ByT5: problem with tokenizer.decode()

[ EDIT ] : there is a bug in the 4.11.0. Back to 4.9.2 solves the issue related here (but can create others? like this one ByT5 tokenizer gives indices of chars instead of bytes?)


Hi.

I’ve created a Colab notebook to show a problem when using google/byt5-small from the model hub of Hugging Face and model.generate() .

Observations:

If someone could run my notebook and tell me what I did wrong or what could be a solution, I would appreciate it because this problem, besides preventing using ByT5 in inference, prevents its finetuning since when evaluating the model at the end of an epoch, the method tokenizer.convert_tokens_to_string() is called by the script … which suddenly fails). Thanks.

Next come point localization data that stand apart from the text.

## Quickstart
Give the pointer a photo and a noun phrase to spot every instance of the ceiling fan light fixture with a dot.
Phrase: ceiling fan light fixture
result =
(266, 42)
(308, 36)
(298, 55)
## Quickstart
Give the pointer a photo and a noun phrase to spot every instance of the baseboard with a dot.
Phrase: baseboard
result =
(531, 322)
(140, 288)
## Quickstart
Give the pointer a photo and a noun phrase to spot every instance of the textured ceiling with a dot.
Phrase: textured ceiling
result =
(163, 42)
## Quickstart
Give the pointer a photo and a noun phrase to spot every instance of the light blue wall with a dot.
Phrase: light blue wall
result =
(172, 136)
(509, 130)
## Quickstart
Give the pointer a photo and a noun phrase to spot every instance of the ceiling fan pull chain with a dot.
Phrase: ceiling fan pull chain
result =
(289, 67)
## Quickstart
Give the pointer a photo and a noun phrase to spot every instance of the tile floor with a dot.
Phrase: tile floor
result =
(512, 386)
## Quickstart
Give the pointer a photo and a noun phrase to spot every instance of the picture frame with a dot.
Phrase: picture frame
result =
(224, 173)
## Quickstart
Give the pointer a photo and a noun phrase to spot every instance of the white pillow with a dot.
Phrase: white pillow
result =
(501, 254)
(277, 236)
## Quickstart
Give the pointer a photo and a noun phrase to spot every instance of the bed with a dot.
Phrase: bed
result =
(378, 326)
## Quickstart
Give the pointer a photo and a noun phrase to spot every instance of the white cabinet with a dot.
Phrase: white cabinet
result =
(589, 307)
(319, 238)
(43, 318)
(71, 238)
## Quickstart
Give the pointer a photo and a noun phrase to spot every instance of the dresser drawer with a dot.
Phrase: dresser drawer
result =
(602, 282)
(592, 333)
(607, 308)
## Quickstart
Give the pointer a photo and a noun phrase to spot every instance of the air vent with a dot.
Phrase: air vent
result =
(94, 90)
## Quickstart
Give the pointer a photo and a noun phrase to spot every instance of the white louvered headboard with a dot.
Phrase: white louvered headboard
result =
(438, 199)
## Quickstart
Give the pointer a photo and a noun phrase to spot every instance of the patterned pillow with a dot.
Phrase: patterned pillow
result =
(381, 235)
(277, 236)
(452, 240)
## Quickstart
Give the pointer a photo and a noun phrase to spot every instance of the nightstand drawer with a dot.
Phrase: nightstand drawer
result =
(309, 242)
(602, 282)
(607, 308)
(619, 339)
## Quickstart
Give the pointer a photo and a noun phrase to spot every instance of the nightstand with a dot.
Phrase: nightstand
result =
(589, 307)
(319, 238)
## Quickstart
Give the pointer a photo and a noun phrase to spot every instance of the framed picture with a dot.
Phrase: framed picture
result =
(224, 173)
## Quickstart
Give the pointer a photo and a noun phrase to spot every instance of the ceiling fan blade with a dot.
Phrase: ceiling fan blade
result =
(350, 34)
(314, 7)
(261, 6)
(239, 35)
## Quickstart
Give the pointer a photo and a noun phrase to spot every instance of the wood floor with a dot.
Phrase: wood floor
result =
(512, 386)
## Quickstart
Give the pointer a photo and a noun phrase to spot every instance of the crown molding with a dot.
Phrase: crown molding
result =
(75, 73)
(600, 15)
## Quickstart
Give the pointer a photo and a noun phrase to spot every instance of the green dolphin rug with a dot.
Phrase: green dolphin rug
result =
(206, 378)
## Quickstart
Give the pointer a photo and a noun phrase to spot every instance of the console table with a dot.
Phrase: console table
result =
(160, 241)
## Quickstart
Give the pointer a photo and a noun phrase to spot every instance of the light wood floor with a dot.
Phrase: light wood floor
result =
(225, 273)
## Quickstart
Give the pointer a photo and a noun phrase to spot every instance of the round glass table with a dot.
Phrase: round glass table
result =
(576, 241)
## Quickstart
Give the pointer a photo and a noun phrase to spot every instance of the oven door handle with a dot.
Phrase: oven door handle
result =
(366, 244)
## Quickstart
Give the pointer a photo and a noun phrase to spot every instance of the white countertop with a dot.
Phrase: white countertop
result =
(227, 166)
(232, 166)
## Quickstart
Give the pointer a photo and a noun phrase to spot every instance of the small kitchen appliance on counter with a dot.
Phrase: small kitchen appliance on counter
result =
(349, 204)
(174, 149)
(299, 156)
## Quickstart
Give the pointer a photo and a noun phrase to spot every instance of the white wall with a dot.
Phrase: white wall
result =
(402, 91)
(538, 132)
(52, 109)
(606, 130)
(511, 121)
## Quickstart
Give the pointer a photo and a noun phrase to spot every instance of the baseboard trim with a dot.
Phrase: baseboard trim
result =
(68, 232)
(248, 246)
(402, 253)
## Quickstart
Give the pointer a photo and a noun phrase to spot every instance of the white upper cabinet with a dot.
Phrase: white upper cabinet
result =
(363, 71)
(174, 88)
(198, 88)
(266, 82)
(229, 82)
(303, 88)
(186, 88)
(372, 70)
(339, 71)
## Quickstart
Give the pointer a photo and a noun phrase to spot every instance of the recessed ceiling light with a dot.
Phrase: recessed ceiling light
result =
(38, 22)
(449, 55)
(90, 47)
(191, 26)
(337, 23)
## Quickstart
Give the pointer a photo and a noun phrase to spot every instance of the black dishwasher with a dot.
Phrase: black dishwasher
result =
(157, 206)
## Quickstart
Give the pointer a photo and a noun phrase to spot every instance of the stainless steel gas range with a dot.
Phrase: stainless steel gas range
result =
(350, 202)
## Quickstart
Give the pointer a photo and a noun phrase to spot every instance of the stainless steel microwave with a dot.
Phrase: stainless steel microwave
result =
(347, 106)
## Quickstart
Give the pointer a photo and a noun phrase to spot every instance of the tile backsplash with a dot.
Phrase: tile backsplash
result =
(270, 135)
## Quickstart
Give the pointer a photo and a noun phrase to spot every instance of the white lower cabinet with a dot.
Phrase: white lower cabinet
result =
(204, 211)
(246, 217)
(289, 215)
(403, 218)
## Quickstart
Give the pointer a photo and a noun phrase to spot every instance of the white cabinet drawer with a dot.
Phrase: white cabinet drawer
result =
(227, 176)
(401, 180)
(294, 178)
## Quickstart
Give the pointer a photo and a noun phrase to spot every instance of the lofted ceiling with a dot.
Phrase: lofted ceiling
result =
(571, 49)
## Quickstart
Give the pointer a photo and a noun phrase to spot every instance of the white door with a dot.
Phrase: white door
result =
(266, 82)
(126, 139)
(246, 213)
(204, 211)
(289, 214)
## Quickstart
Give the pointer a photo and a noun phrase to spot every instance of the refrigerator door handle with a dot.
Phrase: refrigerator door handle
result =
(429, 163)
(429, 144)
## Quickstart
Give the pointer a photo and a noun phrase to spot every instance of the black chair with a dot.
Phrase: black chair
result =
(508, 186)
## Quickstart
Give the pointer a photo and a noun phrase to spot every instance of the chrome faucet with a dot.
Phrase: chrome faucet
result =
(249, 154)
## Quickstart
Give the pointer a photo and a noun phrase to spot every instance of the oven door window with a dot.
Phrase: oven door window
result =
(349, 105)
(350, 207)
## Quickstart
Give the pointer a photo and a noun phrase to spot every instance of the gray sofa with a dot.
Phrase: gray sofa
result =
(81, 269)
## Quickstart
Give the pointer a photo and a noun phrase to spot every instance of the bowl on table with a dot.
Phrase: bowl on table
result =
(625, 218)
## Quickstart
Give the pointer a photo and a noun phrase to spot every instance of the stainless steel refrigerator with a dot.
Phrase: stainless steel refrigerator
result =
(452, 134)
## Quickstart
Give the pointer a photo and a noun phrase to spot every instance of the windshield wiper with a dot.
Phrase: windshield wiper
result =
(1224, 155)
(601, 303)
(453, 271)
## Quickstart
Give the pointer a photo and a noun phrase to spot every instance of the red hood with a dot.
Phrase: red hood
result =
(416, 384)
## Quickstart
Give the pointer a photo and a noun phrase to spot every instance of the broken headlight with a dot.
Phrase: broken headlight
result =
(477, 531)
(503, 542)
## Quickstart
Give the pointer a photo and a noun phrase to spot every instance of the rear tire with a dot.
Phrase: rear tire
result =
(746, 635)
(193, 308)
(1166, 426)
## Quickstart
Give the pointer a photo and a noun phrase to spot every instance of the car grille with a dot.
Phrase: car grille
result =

cc @patrickvonplaten, @valhalla, @sshleifer

Screen shots from the notebook

I just discussed on Twitter with Nick Doiron that published the notebook ByT5-Finetuning-Datasets.ipynb.

He wrote the following tweet on the issue showed in my notebook:

It must be due to recent changes - transformers==4.9.2 works. decode got broken
The issue is because instead of 256 byte tokens, there are 3 special bytes (total token ids 0-258) and it isn’t accounting for those

My notebook has been updated with the following code and now, it works :slight_smile:

!pip install transformers==4.9.2

I guess that the HF team will solve this issue in the next transformers version.

Issue open in github ByT5: problem with tokenizer.decode() #13779

@patrickvonplaten closed this issue (see explanation) with the return of errors="ignore" in decode("utf-8", errors="ignore") (see commit).